たぶん、すごく幸せな人生を送っている人たちなのだろう。
これを完食できるって、食中毒にあたらないかぎり、食事をする度に幸福感でいっぱいになれる人達なのだと理解した。
 
しかし、そんな幸せも束の間のお話し…
こんなに塩分とってたら、高血圧、腎臓障害、心臓病のリスクからは逃れられませんよね?
塩分8%の梅干しよりも塩辛い(笑) 
恐らく塩分を取りすぎている人は、簡単に1日の塩分摂取量を下げるなんてことは難しいはず。
なので病気が発症すれば、あとの人生は病気との戦いで苦しい毎日が待っていることでしょう。
今のうちに塩と脂、添加物でごまかした一見 コスパも良く、美味しそうに見えるお食事を存分にお楽しみあれ!
病気になったら、命と引き換えに食べ続けるか、こういうお食事は一切食べることができなくなるかのどちらかです。
 
そんな人たちのお食事時の風景は…
ライオンが1週間ぶりに獲物にありついたかのようにバクバク…無我夢中で食らっている。
はたで見ている私は、なんて幸せそうなんだろう~♪ 
…と羨ましがるばかりなのです。
だって、こんな不味いの食えないもん (+o+)
そんな人たちの表情は、うちのお客様が帰られる時よりも充実感いっぱいな表情をしているように見えるから不思議(笑)
 
そこへいくと俺は、不幸の連続だ… (´;ω;`)ウゥゥ
美味しいお店はないかと探して、ここはと思うお店で食べているのに不味いものばかりと遭遇…
だいたいテレビとかネットとかの情報ほどあてにならないものはない!
ほとんどがガセネタ、詐欺情報の類である。
テレビとかは、視聴率ほしさに話題性とか注目度的なものを重視して番組を作るので、味などはどうでも良いこと。
とにかく数字が少しでも取れれば万々歳(笑)
希にまあまあなお店もあるけれど...
その情報に責任感など微塵も持ち合わせてはいない、食ルポやるタレントさんは馬鹿舌の持ち主か演技力ある人かのどちらかだと思われる。
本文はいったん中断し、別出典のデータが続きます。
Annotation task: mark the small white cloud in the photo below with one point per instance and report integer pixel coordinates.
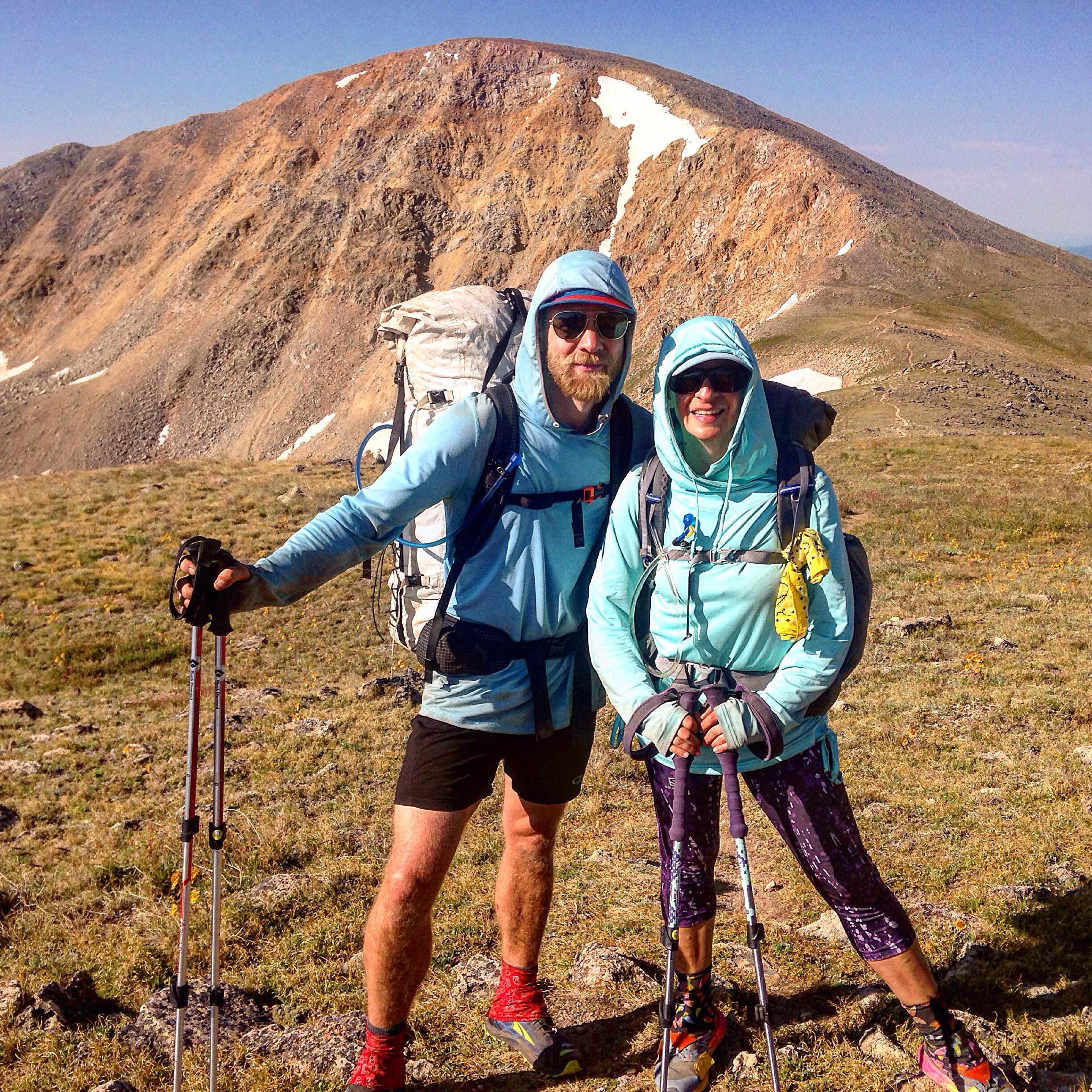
(310, 434)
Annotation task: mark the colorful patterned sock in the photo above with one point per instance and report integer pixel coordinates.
(939, 1028)
(694, 1005)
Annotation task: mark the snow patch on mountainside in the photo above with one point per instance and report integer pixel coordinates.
(7, 372)
(310, 434)
(554, 77)
(654, 129)
(792, 302)
(88, 379)
(808, 379)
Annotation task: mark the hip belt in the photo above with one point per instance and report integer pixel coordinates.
(691, 683)
(471, 648)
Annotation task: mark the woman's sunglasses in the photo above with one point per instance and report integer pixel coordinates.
(569, 326)
(727, 378)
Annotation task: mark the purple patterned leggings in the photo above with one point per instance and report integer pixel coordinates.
(814, 817)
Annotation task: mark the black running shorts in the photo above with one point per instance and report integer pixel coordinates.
(448, 769)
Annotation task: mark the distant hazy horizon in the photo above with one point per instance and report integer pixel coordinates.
(976, 102)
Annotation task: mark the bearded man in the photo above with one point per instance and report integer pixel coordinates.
(537, 711)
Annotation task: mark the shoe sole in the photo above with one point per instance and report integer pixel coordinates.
(525, 1045)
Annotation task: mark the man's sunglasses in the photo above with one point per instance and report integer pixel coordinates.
(727, 378)
(569, 326)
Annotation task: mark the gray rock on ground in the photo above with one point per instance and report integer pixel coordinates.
(72, 1005)
(476, 973)
(11, 1000)
(328, 1047)
(277, 893)
(875, 1044)
(745, 1066)
(902, 627)
(20, 707)
(971, 964)
(599, 968)
(20, 768)
(154, 1027)
(827, 927)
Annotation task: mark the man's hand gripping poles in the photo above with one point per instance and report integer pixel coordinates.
(207, 608)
初めて訪れるお店(高級店以外)は、たいていひとりで行くことにしている。
とりあえずシェフと一緒に食事するというだけで期待感をもたれても困るから。

ひと口、ふた口… 口にして
「ダメだ無理!」と思った瞬間、伝票を持ってレジにいき、店を後にすることは良くある話。

こういう行動を即座にとれるのもひとりだから、気持ちの赴くままに…(笑)

誰かと一緒だったら…

「えっ!? ほとんど食べてないのに出るの?お店の人に悪いじゃん」

…とか。

もったいないとか…。

たいていの場合、面倒くさいシナリオに突入することになる。

変なところに気を遣う日本人の悪い癖、悪いのはお店の人じゃん(笑)

こんな不味いの平気でだしてくるその神経と心の無さ!

そう思いませんか?

なんの文句もいわず、お金をちゃんと支払って帰るのだから…

もし、なにか聞かれたら、スマホを取り出して…

「ごめんなさい。緊急事態が起きたみたいで行かないと…」

…とか言えばよい話。

自分たちが提供しているものには、普通は自信をもってだしているわけだから、そこにケチをつけてどうするの?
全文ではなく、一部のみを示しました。